Trevor Schwellnus is the Guest Curator for the 2013 season. He recently spoke with HATCH coordinator (and frequent Praxis collaborator) Margaret Evans about the program and the call for submissions, due Wednesday June 20, 2102.
HATCH submissions are due in 5 days- What advice do you have for those applying?
On an artistic level: Be honest and be curious. If you’re doing it for the art, you have your way in. For this stuff, it’s all about knowing what interests you and having an idea that you want to play with. I feel that HATCH offers two things at once: a chance to move a project forward, and a chance to give an artist breathing room / an incentive to develop their own practice. So my advice is: know what you need to work next, and use that as the basis of your proposal.
On a practical level: You will want to apply for a development grant (or three) this summer to pay yourself and your collaborators. This application is a great first step in getting your plan together – budgets, schedules, and how you think you might use your time – for the bigger applications. Think about moving the whole thing, and how this is a step on the way. Use the deadline as motivation. Also: talk to your collaborators right away! You don’t have to make big promises to anyone – we all know that an application is just an application, and next April things might have changed – but invite them to the table now to get your dream team in the application.
HATCH Coordinator Margaret Evans
What was your first HATCH project and how did you learn about the program?

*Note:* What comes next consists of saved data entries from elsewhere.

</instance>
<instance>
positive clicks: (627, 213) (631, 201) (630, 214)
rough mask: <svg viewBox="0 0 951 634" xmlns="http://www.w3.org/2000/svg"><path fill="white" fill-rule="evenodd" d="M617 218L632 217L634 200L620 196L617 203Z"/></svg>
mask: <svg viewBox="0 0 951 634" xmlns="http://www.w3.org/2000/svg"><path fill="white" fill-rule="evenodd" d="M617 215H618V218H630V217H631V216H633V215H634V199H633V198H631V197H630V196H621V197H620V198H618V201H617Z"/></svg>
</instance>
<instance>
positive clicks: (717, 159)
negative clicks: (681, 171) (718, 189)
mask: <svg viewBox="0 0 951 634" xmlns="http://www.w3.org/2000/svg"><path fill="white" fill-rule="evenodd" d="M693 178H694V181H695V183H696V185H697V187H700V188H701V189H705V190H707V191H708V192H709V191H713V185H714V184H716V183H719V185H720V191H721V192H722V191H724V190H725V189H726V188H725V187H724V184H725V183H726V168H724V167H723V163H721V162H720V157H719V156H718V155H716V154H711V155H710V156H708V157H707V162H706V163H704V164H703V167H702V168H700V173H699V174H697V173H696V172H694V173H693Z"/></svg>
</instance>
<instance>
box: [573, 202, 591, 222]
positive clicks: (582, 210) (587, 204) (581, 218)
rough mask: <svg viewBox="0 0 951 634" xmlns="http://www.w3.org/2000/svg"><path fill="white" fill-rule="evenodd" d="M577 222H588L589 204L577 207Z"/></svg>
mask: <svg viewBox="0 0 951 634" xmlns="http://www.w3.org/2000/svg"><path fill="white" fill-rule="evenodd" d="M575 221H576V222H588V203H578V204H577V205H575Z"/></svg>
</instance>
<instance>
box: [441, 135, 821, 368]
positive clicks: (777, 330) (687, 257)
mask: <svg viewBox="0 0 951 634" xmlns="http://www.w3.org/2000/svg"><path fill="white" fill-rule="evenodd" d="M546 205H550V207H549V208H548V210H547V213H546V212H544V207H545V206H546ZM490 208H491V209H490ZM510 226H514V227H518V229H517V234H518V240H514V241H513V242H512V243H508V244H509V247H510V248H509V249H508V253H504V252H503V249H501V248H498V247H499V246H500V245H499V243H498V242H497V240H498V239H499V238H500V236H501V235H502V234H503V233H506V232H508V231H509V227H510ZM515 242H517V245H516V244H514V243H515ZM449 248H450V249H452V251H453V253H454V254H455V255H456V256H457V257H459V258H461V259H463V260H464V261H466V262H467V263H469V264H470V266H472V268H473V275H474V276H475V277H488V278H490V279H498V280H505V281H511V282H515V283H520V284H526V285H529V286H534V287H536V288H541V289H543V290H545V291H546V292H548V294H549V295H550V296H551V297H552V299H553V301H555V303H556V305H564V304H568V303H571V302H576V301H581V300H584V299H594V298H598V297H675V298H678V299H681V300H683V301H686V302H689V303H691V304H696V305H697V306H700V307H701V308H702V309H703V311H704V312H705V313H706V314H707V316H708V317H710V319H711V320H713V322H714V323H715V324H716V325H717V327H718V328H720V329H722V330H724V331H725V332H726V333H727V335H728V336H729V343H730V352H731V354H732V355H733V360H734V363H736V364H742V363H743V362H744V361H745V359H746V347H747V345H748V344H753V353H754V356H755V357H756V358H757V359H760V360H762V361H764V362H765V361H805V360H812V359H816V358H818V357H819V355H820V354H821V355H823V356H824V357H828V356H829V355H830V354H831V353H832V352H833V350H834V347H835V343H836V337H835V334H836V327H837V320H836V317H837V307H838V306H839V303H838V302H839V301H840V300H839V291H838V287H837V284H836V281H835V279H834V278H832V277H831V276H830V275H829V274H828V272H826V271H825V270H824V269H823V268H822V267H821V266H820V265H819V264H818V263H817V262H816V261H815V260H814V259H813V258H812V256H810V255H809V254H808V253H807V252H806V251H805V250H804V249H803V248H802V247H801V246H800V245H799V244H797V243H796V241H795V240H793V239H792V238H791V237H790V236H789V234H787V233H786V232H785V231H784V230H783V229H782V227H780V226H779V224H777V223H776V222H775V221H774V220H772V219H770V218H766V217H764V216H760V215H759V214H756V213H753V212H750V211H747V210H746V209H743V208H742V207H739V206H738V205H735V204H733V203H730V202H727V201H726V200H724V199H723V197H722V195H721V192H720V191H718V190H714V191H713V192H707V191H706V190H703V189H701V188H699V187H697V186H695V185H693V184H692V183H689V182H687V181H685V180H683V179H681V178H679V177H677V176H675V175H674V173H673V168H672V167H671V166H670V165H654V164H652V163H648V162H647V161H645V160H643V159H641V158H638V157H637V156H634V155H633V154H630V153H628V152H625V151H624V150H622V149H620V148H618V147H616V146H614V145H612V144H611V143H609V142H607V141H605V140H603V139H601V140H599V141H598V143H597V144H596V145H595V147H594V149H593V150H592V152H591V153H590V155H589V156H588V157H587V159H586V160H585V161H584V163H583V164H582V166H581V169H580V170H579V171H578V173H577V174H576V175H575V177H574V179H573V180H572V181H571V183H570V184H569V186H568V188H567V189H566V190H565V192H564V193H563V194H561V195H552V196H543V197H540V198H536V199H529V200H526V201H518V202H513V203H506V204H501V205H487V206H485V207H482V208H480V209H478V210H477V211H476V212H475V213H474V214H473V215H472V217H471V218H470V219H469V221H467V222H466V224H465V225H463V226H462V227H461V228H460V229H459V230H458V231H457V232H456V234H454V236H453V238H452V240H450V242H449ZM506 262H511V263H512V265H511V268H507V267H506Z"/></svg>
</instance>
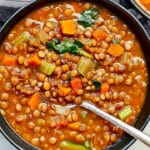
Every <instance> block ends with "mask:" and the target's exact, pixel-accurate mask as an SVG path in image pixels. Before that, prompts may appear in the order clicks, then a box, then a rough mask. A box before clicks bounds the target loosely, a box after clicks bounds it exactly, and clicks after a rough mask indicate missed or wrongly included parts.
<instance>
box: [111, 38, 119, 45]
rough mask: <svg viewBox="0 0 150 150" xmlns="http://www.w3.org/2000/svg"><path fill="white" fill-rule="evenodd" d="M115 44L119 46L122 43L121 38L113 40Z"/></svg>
mask: <svg viewBox="0 0 150 150" xmlns="http://www.w3.org/2000/svg"><path fill="white" fill-rule="evenodd" d="M112 43H113V44H119V43H120V39H119V38H115V39H113V40H112Z"/></svg>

My first encounter with HATCH project was the first project in the program, Matt MacFadzean’s richardthesecond. Things were pretty open back then, and at the time HATCH (whatever the intentions were for the program) worked as a kind of opportunity for indie companies to mount their stuff for a week. I was TD for that show, and we were developing it as a possible piece for touring to schools
You might hold the record for participation in HATCH projects, I’ve also seen you in the audience for many others. How do you feel the program has evolved?
I think the indie participants quickly learned that a week isn’t a lot of time to put up and mount a work in progress, so the “road house” aspect of HATCH was less useful to a young company than the opportunity to work out issues with the tech support. So companies started coming in with proposals that were in development, and tended to present a single showing at the end.

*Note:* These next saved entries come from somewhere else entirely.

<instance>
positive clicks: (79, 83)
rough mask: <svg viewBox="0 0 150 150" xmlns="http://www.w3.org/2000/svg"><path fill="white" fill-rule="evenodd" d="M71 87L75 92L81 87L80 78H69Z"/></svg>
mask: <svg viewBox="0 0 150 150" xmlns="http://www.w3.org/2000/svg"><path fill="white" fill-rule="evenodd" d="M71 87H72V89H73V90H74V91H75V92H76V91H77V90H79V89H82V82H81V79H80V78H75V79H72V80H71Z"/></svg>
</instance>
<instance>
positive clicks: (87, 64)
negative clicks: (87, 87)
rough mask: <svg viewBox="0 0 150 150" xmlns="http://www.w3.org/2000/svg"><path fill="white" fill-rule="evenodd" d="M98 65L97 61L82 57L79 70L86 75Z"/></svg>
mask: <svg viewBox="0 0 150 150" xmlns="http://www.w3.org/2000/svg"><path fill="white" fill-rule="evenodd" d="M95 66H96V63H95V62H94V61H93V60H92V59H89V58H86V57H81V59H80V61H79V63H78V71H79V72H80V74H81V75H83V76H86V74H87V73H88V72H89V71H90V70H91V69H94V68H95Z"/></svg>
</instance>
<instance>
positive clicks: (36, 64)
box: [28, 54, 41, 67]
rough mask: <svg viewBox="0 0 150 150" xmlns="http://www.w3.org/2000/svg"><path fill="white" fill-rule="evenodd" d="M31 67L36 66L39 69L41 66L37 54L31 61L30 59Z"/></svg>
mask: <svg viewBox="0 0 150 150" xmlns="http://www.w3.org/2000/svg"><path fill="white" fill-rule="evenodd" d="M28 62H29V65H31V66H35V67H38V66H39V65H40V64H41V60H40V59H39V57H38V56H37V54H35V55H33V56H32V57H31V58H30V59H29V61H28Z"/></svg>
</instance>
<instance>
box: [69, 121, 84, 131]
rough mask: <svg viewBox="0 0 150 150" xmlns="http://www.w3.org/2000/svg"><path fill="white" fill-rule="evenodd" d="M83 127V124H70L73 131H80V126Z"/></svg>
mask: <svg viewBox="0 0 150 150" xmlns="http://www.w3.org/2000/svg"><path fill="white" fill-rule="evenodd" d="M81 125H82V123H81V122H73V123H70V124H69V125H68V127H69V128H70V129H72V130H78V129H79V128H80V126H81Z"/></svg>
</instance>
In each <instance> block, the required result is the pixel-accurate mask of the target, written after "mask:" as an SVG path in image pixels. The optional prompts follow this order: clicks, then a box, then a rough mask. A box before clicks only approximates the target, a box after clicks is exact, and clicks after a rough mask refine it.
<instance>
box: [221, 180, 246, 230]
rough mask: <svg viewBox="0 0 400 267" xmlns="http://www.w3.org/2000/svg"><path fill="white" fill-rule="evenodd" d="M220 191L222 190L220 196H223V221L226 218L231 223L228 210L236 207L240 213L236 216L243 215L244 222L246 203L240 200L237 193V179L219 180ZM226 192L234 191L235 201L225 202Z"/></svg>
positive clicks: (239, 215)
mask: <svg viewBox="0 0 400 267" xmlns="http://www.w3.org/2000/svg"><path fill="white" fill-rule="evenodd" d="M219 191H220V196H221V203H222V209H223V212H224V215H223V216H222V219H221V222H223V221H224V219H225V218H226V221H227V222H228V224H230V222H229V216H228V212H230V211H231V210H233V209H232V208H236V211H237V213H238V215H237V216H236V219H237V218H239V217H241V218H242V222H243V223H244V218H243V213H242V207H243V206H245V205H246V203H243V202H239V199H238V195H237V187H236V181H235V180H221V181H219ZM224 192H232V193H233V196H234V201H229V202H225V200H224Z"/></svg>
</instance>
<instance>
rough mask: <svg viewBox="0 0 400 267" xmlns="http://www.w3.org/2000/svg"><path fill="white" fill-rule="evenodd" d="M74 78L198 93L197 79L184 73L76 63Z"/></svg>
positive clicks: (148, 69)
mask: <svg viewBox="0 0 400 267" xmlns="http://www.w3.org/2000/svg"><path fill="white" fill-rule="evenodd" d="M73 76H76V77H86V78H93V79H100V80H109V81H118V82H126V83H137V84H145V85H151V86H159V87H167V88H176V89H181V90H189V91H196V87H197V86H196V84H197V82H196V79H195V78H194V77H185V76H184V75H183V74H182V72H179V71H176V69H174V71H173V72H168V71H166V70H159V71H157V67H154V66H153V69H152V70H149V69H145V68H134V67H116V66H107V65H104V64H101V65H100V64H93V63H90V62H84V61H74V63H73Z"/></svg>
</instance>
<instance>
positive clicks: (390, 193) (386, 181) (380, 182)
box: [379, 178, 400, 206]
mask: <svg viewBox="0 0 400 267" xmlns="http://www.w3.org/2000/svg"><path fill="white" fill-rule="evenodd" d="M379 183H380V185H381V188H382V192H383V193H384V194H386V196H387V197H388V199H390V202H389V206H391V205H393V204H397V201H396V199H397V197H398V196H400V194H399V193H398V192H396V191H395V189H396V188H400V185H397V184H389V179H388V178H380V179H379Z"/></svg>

It feels like a very natural evolution: the stress of tech and presentation doesn’t really allow you, in a week, to do anything exploratory – there isn’t much room to push limits and test things in a week if you are trying to sell a bunch of shows that week as well. It really came through for me that way the year Laura Nanni took on the curator’s job – she made that approach much more the focus of the program, allowing the artists involved to take real risks, and I think that’s when it took on a new life.
What do you think you will bring to the role of guest curator?
I like to think I bring a good sense of what it means to work collaboratively on stage, an eagerness to see what other people can do with it, how they reflect the world back to us through new media and much older practices. And on a practical level, an appreciation of the resources and ambitions of independent performance-makers who have to produce their own work.
Can someone put a HATCH application together in 5 days?
For sure – the key to any proposal is the strength of the idea that an artist is interested in, and having a sense of how to make it happen. Don’t bullshit – if you feel you’re saying things for effect, or saying the same thing over and over in your application, you might need more time to clarify your ideas.
But I find that putting an application together is actually the first step in making your project happen – otherwise it’s just a bunch of ideas that live in your head until you forget about them. Which sucks. So if you have a thought, put it down, get it out. Even if you don’t get into HATCH, you’ve started something.